The Indian government is ready to issue 33.9 mill shares of the state-run shipbuilder CSL - Cochin Shipyard Ltd.

One third of the shares issued in the IPO are owned by the government. The net earnings are expected to be used to finance the construction of LNG (liquefied natural gas) carriers supplied by Gail India (GAIL) gas utility.

Cochin Shipyard

Indian daily Business Standard reports that the government foremost plans to carry out capital restructuring in order to raise the authorized capital to Rs 250 crore (a crore is equal to ten million), thus enabling an injection of Rs 120 crore.

CSL would issue around 22.6 million new shares, each of Rs 10, to double the Indian government’s amount.

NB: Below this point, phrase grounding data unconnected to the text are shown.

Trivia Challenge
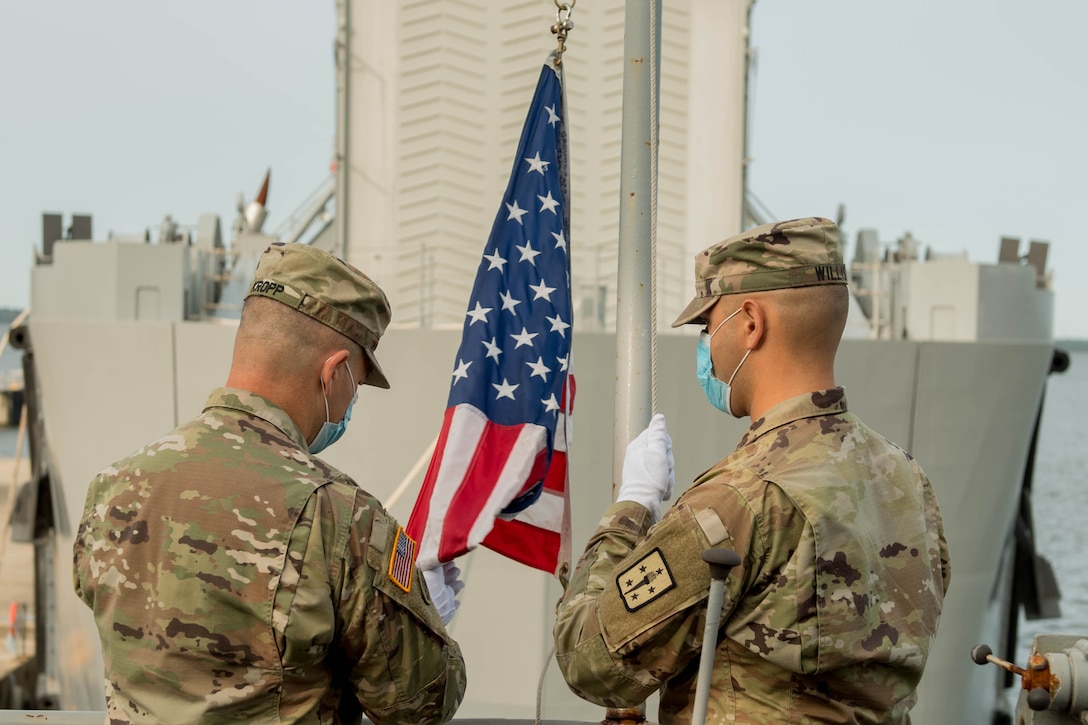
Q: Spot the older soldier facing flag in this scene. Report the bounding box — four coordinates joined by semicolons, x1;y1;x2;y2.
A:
74;243;466;724
554;218;950;723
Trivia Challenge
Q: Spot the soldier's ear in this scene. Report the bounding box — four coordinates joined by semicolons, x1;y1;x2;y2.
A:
740;300;765;349
319;350;350;392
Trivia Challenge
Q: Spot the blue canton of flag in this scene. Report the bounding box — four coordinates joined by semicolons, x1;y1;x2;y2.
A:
447;85;571;439
408;59;574;575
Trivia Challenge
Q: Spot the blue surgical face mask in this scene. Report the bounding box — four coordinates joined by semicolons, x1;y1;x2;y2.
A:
308;360;358;454
696;308;751;418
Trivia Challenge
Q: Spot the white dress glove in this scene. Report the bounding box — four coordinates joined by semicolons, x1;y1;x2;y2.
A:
617;413;675;522
422;561;464;626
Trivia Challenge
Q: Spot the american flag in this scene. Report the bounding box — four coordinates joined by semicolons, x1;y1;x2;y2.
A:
407;58;573;577
388;526;417;593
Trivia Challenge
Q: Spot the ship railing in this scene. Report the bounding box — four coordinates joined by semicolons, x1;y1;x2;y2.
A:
271;175;336;246
849;259;901;341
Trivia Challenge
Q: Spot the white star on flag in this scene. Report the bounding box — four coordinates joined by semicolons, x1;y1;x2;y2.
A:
538;191;560;214
466;301;492;325
529;279;556;301
493;378;519;400
500;290;522;315
524;152;550;175
484;250;508;272
506;200;529;224
526;356;552;380
452;359;472;384
482;337;502;362
547;314;571;337
511;327;539;349
516;241;542;266
551;229;567;252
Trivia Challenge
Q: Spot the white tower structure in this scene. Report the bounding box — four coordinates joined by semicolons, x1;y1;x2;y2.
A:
334;0;753;330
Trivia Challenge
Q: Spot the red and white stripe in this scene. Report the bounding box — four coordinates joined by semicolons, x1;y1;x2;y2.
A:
408;380;573;575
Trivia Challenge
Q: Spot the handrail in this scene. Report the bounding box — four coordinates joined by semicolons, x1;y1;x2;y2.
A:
271;175;336;245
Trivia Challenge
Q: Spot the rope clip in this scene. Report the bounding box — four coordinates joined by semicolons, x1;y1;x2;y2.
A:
551;0;575;64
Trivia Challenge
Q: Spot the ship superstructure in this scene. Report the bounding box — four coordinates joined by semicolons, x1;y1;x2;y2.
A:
3;2;1066;723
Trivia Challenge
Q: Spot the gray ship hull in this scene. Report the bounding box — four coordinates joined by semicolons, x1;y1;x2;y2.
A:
17;311;1057;723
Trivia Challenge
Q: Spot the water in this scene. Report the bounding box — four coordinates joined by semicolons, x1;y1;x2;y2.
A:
1014;349;1088;662
0;318;27;458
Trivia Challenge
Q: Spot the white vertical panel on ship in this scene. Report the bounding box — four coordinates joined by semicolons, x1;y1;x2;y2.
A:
343;1;399;289
687;0;750;251
342;0;751;332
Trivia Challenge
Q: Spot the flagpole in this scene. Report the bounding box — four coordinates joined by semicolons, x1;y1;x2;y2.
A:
609;1;662;722
333;0;350;261
550;2;576;577
612;1;661;499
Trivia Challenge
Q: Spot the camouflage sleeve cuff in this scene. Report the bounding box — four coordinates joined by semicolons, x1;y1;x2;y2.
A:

Gail India plans to build three of the planned nine LNG carriers intended for transportation of liquefied natural gas from USA to India.

Cochin Shipyard Ltd. showed interest in building the vessels in August last year. However, like the majority of local shipbuilders, Cochin lack the necessary experience and know-how in building the sophisticated ships, and is likely to outsource for the purpose.

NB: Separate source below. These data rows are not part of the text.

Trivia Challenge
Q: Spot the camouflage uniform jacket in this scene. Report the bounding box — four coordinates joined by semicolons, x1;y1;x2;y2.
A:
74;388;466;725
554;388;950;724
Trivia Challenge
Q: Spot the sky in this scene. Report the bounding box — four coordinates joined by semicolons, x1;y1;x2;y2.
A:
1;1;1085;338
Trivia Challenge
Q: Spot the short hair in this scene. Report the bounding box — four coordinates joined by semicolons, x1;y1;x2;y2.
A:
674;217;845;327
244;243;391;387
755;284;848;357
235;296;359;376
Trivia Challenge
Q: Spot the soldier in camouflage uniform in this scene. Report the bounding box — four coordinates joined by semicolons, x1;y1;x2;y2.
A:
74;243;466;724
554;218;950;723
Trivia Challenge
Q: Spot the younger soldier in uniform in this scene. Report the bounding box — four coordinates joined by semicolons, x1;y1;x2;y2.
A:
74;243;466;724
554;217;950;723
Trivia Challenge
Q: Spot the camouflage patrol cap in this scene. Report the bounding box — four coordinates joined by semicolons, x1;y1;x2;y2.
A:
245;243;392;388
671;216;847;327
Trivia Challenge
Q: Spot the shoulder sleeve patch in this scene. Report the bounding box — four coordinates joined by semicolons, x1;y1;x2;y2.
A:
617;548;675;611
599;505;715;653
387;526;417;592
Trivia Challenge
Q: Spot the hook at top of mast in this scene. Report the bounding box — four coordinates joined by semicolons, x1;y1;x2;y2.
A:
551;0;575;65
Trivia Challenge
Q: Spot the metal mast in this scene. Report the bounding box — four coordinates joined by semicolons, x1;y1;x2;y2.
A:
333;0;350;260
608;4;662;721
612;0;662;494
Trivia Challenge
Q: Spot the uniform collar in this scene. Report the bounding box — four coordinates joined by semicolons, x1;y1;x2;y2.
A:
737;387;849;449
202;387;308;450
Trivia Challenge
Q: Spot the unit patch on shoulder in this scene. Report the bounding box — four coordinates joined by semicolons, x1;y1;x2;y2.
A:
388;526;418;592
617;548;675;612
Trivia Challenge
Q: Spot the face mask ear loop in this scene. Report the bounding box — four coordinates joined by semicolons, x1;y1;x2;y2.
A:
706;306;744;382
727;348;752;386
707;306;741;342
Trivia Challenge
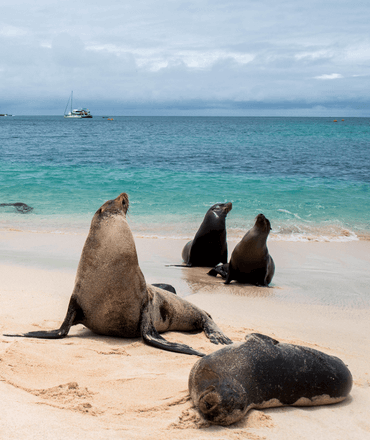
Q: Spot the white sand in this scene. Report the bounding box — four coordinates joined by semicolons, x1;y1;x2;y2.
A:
0;230;369;439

Potential bidder is expected to be L&T Shipbuilding Ltd, a Larsen and Toubro Ltd unit (L&T Ltd) which is said to be in talks to team up on the project with the South Korean Hyundai Heavy Industries (HHI), writes LiveMint (Indian financial daily).

According to a shipping ministry official “L&T has signed a non-disclosure agreement with Hyundai Heavy Industries for a potential collaboration on constructing the LNG carriers”. Cochin Shipyard is also expected to launch talks on cooperation with two South Korean yards shortly.

So far, the tender has had a number of bumps. The company had to postpone its closing date for the third time as international bidders were under an obligation to share their technology with local builders according to the prerequisite which turned them away.

In order for Gail India to be able to begin import activities in 2017, the tender (already lagging behind), should be finalized by May.